Les États-Unis saluent l’opération menée à Tabarre, mais l’insécurité persiste

Dans un message publié le 21 juin 2026, l’ambassade des États-Unis en Haïti a salué l’opération menée à Tabarre par la Force de répression des gangs (GSF). Elle la présente comme une démonstration des progrès réalisés dans la lutte contre les groupes armés.
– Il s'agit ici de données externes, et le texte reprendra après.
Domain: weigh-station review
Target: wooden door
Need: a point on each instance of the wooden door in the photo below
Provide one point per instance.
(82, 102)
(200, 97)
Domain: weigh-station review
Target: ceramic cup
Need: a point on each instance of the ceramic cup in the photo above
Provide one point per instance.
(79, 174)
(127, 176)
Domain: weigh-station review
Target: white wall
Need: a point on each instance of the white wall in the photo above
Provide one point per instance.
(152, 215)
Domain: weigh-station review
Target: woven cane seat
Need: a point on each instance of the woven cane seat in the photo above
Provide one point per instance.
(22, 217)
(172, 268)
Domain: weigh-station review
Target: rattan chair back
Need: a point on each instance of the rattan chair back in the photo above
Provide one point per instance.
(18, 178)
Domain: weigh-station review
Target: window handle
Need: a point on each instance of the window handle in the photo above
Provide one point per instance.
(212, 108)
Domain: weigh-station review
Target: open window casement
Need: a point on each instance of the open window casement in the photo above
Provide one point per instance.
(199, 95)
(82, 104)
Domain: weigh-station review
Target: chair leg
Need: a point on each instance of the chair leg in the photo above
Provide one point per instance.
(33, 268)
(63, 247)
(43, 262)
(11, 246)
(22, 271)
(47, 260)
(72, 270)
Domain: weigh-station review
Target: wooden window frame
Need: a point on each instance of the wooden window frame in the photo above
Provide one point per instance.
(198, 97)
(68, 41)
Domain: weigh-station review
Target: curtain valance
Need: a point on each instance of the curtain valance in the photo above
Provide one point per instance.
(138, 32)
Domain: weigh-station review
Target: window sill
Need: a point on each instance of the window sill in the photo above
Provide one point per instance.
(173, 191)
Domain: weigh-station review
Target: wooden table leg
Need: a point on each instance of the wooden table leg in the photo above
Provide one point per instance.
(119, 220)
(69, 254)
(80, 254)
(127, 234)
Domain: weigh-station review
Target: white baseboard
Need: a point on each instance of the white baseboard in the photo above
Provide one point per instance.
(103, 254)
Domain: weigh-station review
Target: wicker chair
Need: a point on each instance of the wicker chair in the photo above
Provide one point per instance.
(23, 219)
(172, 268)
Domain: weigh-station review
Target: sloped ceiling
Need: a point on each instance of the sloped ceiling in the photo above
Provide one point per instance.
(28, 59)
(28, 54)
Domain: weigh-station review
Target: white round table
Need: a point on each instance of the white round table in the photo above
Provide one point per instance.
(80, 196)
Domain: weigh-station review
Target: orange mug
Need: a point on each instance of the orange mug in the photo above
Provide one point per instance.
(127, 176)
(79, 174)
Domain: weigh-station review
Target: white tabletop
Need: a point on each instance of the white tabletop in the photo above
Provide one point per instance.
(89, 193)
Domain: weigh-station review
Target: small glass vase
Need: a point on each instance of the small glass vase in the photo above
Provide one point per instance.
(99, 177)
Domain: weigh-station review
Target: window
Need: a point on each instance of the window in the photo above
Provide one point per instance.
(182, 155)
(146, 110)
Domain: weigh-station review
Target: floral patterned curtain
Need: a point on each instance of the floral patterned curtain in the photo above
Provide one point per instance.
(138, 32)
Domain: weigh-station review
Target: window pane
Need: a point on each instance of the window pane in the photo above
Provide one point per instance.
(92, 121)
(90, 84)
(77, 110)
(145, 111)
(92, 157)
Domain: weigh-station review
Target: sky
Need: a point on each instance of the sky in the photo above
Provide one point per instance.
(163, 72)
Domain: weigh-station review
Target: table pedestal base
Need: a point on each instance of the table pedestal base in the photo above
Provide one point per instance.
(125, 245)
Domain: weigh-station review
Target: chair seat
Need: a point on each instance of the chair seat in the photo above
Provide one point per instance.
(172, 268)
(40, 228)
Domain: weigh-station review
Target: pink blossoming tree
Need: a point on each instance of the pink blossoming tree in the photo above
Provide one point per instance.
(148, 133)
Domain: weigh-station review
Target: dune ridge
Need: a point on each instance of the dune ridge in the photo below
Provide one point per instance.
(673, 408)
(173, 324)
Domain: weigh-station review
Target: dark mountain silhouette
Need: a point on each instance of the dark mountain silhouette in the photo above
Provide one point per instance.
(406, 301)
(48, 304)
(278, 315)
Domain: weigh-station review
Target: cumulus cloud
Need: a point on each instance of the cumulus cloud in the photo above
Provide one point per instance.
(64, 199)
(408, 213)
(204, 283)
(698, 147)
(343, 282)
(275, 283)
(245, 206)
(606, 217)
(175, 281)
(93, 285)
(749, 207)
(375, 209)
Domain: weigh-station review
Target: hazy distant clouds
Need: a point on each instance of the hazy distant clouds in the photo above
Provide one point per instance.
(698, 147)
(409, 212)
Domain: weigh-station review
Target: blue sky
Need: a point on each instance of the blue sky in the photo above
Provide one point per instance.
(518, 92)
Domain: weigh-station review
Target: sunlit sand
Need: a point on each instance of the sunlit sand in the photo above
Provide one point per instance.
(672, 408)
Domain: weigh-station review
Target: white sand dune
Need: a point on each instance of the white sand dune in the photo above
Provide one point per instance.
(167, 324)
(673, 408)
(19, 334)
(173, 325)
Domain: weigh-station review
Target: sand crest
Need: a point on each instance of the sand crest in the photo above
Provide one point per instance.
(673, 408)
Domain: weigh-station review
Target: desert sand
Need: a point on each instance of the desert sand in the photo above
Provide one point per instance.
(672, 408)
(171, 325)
Washington y voit la preuve du renforcement des capacités opérationnelles des forces engagées sur le terrain et réaffirme son engagement à soutenir Haïti dans sa quête de sécurité.

Port-au-Prince, le 22 juin 2026.

Pourtant, cet optimisme affiché contraste fortement avec la réalité que vivent quotidiennement les habitants de l’aire métropolitaine de Port-au-Prince.

Alors que les partenaires internationaux mettent en avant des avancées sécuritaires, les cas de kidnapping connaissent une recrudescence inquiétante dans plusieurs zones de la capitale.

Les enlèvements contre rançon continuent de semer la peur au sein de la population, frappant indistinctement commerçants, professionnels, étudiants et simples citoyens.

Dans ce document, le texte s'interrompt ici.